Philharmonia Orchestra/Andris Nelsons – Mahler’s Fifth Symphony – Håkan Hardenberger plays HK Gruber’s Aerial

HK Gruber
Aerial (Concerto for Trumpet and Orchestra)
Mahler
Symphony No.5 in C sharp minor

Håkan Hardenberger (trumpet)

Philharmonia Orchestra
Andris Nelsons


Reviewed by: Richard Landau

Reviewed: 22 February, 2015
Venue: Southbank Centre, London – Royal Festival Hall

Håkan HardenbergerPhotograph: © Marco BorggreveAny opportunity to hear HK Gruber’s highly entertaining Aerial is to be welcomed. Håkan Hardenberger rose to the composer’s every challenge, by turns playing a trumpet in C, a piccolo trumpet, and a cow horn, with what may appropriately be described as breathtaking virtuosity. The beautiful myriad of sounds that Hardenberger drew from the cow horn in the first movement offered but one example of the enormous range of expression at his command; another appeared in the vivacious second where a plethora of rhythms and colours astonished one’s ears. Hardenberger likens this music to Earth as seen from a far-off planet via a telescope, the observer seeing nothing but desolation, apart from a sign that reads ‘Gone Dancing’ – the movement’s ambiguous title. But the dance in question is an unsettled one, with something akin to Ravel’s La valse about it – ebullient and enigmatic at one and the same time. Andris Nelsons and Hardenberger caught this mood wonderfully well. Here is music that commands our attention during every second of its 30 minutes.

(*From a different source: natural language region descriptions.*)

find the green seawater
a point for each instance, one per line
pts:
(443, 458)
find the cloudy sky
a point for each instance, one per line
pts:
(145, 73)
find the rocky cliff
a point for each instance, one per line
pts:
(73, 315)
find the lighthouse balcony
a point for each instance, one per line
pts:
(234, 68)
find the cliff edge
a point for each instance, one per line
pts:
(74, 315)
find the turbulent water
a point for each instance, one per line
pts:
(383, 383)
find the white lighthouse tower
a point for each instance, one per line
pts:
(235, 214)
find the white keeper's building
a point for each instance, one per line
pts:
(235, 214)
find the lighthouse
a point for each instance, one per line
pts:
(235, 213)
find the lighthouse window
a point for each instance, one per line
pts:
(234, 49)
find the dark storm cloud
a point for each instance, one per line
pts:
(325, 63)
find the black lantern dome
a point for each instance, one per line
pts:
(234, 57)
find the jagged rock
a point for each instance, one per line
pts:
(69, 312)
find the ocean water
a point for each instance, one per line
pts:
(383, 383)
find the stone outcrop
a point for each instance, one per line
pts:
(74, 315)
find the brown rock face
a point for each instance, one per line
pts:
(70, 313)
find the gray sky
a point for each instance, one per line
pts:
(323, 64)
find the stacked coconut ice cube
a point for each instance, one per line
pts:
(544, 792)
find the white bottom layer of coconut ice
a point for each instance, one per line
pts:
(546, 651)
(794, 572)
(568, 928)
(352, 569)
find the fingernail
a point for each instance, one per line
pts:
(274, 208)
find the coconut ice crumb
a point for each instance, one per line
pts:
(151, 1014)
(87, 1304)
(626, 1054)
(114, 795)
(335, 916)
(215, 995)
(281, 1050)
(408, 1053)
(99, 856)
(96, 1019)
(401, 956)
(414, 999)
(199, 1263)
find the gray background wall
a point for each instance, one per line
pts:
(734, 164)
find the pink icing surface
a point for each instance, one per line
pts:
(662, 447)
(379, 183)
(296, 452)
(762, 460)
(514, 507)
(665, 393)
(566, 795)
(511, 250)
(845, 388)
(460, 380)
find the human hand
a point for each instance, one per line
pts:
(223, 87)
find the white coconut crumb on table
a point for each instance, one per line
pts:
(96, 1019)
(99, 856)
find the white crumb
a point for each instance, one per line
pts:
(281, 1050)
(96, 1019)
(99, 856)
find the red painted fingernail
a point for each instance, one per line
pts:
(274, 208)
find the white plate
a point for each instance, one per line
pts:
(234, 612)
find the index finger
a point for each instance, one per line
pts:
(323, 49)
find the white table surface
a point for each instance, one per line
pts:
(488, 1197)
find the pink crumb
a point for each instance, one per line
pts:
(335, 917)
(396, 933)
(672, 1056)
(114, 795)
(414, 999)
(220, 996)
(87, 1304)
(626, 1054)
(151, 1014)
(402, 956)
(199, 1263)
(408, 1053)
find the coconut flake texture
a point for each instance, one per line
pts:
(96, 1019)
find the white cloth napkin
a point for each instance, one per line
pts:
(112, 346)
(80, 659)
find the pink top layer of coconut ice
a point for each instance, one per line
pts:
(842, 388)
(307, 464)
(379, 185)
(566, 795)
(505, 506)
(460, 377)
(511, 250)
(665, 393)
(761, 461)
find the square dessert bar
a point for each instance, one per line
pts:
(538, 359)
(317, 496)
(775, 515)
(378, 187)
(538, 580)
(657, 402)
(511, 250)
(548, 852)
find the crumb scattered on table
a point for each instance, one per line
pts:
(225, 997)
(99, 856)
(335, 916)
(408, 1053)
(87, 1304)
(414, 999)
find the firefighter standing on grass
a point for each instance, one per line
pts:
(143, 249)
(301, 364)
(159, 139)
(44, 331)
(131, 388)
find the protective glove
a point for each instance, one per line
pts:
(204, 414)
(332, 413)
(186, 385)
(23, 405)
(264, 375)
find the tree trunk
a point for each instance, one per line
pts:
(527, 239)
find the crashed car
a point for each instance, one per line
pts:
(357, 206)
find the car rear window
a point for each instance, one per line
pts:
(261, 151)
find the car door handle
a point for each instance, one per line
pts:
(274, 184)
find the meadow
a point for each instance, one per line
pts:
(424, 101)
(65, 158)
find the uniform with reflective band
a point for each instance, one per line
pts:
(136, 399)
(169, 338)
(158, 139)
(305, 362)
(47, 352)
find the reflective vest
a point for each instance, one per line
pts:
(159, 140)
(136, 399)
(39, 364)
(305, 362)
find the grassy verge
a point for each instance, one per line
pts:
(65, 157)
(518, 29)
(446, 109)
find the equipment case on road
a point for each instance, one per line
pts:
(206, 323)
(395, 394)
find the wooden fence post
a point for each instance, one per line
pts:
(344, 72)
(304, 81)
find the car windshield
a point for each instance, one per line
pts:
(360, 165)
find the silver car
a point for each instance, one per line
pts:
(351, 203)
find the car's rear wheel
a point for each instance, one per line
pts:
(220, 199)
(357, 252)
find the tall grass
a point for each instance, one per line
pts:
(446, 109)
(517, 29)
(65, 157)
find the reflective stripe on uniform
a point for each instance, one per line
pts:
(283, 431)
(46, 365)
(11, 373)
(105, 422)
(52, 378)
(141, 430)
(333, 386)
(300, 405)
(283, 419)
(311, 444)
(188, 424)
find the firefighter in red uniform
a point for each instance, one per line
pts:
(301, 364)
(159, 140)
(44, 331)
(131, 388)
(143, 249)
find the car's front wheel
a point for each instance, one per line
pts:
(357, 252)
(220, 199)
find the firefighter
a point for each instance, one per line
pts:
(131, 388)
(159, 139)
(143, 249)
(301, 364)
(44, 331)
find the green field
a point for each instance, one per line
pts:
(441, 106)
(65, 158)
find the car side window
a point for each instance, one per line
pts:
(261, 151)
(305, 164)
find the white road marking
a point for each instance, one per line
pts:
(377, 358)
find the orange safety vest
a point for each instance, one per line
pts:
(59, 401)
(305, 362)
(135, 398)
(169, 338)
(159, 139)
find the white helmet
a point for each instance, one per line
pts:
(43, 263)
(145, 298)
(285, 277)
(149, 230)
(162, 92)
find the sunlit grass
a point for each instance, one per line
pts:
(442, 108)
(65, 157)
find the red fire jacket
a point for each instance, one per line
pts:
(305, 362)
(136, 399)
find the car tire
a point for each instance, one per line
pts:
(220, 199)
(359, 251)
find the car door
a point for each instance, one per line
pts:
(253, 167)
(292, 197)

Would this could be said of the Mahler performance. The architecture of the Fifth Symphony seemed totally lost on Nelsons in this episodic interpretation. There were distinctive contributions from Alistair Mackie (trumpet), Katy Woolley (horn), and the woodwind and cello sections, but Nelsons’s reading was characterised by a lack of direction and a degree of sluggishness. Yes, there were individual moments that grabbed one’s attention, for instance ominous comments from the lower strings early in the first movement, but as a whole it was not dramatically convincing. It was also poorly integrated and lacked the passion that is de rigueur in this music.

Andris NelsonsPhotograph: Marco BorggreveSimilar comments may be applied to the next two movements, not least the Scherzo, where even the whirling Viennese-dance episode (some kinship here with Gruber’s sequence) was short on the appropriate aura. And so to the famous Adagietto, which in this reading lasted about ten minutes – a fairly average timing these days, as compared with Willem Mengelberg’s seven (in his 1926 recording), which still manages to be affecting. The tone of Nelsons’s account was objective rather than emotional, whereas we are told (Alma Mahler claimed this) that the composer described the music as a love-letter. Here it felt unusually detached.

This Philharmonia Orchestra account was not redeemed by the finale, in which a sense of drama, passion and cohesion continued to be in short measure. Even the final pages did not accord us a convincingly triumphant denouement because such an outcome was sadly vitiated by what had gone before. But thank goodness for the thrilling Gruber.